Friday, July 24, 2009

Health Care Rationing

Why do the same people who think that they have a formula for determining when Grandma is entitled to have her last operation become so jittery when it comes to the death penalty for murder?

****

The idea that health care is too expensive is beyond riduculous.

When Social Security was invented in the 1930s, and the retirement age was set at 65, we figured that we were setting an impossibly high standard, that the few people who got to 65 were lucky, and were entitled to their retirement.

Now, a 65-year old man dies, and he still has his baseball cards.

The question should not be why is health care so expensive. It's so expensive because it saves lives.

The question should be how do we save everybody's life.

I am really disappointed with the turn this health care debate is taking.

Friday, July 10, 2009

Ya Gotta Believe

On July 9, 1973, the Mets beat the Astros 2-1. Although I remember the 1973 Mets as a team decimated by injuries most of the year, on July 9, they played the following line-up.

Garrett 3b
Millan 2b
Jones cf
Staub rf
Kranepool lf
Milner 1b
Hodges c
Harrelson ss
Seaver p

For those of you too young to remember, this was the line-up the team used most of the year, and certainly for most of the "Ya Gotta Believe" stretch drive, except that

(a) Ed Kranepool did not normally play left field. Cleon Jones did. The Mets basically went through 1973 without a major-league center fielder, which is how Willie Mays, at 42, found himself slipping and sliding his way through the World Series.
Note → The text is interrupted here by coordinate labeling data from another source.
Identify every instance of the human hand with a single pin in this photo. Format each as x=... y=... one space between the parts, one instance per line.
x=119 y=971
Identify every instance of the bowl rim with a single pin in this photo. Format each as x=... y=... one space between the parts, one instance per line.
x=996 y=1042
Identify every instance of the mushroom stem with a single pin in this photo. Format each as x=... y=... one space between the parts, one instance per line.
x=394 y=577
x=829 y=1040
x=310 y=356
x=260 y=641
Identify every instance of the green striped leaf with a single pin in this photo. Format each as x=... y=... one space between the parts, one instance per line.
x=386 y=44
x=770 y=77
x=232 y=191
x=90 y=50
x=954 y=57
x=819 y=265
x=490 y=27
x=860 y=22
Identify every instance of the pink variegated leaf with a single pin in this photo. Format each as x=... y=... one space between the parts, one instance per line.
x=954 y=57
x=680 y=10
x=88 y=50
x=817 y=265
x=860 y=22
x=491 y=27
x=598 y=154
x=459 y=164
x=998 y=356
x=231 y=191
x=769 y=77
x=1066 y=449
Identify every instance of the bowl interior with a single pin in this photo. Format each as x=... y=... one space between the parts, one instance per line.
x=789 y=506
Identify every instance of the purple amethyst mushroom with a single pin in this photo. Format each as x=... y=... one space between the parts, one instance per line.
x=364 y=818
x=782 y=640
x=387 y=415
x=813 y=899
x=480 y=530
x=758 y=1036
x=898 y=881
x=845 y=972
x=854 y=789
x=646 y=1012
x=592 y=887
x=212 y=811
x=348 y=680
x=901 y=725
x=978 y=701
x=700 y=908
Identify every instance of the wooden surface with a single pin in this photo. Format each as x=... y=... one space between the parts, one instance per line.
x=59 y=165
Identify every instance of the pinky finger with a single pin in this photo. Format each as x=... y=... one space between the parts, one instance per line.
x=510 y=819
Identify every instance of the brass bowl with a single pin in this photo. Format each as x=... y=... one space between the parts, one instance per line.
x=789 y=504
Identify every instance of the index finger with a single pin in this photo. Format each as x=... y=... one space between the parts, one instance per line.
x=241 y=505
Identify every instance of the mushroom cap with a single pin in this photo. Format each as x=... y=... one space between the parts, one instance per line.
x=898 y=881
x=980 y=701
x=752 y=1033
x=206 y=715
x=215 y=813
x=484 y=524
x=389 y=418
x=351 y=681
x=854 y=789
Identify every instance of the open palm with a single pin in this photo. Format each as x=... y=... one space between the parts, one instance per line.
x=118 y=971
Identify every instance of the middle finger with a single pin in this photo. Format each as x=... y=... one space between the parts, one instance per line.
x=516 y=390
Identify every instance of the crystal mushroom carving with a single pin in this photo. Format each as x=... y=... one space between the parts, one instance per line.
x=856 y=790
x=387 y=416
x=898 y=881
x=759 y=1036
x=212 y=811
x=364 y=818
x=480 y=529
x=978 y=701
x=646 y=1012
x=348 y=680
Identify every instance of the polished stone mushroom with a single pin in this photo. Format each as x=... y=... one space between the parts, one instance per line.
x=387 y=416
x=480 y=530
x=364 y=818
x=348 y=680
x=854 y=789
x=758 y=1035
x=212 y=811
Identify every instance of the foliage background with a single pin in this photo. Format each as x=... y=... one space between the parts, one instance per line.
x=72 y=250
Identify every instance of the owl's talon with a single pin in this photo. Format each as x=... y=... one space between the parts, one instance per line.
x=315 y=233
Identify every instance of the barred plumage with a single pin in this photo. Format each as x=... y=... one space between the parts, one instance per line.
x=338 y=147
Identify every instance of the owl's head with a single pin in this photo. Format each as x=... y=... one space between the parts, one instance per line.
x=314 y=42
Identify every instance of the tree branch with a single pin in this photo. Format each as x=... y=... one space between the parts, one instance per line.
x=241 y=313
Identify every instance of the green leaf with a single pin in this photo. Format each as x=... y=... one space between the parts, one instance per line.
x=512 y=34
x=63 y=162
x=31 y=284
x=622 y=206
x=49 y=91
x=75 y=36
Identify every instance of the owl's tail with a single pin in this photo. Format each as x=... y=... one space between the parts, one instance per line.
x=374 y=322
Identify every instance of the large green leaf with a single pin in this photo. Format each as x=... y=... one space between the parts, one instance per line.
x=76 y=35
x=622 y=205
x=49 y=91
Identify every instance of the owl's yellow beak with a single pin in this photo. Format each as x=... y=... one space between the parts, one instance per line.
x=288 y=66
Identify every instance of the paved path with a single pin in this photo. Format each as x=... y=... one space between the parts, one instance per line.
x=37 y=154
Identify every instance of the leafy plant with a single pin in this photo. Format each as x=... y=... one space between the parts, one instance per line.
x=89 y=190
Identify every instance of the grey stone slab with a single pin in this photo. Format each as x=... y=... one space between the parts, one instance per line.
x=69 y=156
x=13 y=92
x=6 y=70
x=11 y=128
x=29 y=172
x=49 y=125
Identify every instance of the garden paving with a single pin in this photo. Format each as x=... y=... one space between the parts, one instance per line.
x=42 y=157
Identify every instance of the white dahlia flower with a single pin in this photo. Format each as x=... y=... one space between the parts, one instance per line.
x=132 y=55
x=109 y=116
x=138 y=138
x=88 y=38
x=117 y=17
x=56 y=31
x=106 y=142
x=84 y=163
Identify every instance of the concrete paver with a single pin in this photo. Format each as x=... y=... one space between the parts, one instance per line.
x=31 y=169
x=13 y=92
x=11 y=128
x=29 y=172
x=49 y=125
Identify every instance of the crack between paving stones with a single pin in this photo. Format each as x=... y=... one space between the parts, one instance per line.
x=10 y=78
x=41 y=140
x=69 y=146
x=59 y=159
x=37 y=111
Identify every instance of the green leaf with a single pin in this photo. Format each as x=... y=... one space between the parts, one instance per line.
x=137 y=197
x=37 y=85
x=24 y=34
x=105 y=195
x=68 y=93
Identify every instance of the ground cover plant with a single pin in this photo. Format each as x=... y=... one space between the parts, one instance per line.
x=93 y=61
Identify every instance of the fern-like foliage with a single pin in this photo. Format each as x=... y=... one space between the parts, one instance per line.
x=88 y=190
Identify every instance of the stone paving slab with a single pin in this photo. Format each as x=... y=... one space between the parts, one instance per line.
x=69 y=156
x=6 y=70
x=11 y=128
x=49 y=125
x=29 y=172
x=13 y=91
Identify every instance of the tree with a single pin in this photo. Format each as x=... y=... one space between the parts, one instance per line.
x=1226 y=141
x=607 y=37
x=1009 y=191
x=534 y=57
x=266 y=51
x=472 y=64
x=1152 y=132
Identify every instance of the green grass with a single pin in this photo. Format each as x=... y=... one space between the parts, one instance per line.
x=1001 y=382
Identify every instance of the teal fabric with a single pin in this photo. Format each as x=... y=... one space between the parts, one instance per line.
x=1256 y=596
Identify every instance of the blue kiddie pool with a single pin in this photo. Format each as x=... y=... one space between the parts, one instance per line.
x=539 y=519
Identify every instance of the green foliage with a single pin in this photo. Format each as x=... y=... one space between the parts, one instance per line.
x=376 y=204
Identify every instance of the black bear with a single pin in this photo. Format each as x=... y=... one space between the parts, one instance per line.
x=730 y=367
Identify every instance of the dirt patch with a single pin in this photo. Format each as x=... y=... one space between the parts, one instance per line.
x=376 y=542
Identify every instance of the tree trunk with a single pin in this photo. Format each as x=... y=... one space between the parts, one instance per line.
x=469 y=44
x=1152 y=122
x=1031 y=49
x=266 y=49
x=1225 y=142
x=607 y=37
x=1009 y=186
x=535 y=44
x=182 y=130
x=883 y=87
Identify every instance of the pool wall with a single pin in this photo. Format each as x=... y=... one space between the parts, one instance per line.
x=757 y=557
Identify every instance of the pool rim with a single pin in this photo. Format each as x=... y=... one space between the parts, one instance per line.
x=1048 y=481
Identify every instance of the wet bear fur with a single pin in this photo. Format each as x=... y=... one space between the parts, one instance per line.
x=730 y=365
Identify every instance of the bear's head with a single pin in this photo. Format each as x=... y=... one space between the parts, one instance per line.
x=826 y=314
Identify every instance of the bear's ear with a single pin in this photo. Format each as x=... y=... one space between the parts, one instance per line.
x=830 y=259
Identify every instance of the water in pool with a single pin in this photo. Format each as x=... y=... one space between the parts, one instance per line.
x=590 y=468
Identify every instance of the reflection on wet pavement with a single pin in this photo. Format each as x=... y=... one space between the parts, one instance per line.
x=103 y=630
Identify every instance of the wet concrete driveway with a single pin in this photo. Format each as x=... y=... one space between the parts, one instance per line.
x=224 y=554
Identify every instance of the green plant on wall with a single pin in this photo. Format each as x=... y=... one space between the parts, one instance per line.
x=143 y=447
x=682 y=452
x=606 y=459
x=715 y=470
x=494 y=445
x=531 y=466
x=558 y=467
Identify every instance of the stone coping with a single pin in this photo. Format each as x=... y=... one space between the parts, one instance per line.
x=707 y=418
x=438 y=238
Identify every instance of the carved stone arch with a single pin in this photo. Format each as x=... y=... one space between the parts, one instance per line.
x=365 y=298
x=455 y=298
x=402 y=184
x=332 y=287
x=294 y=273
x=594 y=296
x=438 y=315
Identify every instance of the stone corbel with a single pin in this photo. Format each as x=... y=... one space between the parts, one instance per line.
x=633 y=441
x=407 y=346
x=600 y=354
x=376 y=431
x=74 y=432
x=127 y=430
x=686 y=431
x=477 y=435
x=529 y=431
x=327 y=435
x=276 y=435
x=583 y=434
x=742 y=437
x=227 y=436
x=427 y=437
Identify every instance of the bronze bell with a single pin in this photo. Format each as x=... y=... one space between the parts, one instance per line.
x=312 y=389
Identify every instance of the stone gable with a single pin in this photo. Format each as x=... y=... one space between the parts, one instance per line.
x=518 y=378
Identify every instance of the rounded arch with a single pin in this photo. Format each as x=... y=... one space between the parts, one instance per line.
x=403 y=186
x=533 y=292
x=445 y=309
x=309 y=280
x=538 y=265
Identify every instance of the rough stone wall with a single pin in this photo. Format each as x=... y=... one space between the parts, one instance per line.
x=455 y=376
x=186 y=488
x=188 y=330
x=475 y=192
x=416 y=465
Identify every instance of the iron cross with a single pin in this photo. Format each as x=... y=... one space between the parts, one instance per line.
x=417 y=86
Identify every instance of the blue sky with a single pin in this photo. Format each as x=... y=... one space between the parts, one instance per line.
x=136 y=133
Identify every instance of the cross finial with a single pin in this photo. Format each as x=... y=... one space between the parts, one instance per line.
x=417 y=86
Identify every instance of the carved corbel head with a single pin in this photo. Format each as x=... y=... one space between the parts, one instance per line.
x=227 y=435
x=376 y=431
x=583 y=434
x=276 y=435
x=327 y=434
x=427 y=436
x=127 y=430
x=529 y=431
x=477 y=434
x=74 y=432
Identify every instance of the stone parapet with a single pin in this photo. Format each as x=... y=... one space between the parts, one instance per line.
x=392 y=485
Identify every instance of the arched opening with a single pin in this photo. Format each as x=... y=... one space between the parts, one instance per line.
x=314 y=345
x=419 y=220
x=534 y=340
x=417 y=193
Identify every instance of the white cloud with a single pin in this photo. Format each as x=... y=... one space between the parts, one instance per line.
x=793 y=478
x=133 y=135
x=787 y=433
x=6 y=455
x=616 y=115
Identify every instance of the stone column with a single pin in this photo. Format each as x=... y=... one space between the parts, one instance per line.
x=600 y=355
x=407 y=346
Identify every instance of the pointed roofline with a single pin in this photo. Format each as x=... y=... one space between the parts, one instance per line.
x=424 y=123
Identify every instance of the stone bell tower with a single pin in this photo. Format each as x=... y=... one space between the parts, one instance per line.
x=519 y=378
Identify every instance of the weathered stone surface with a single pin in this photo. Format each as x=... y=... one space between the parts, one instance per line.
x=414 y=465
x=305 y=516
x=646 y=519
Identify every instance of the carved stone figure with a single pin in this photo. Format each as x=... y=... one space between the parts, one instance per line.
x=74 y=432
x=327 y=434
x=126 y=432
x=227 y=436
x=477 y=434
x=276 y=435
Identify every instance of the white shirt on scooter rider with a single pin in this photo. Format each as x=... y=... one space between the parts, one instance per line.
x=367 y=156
(b) Ron Hodges started only 37 games at catcher that year, Jerry Grote, the nominal starter, only started 76. (Duffy Dyer caught too).

Seaver was 9-4 going into the game, and finished at 19-10, but did not get the decision that night. Harry Parker did.

But even with the starting line-up basically together that night, even with the win, the Mets ended the evening at 35-46, which is generally how I remembered it, in last place, which is also how I remembered it.

This is what I did not remember. They were 12 games back at this point. Which makes their late season accomplishments all the more impressive.

What I remembered better, although I had to look it up, was that on August 30, the Mets were still in last place, but they were only 6 games back. They went 20-8 the rest of the way to win the division.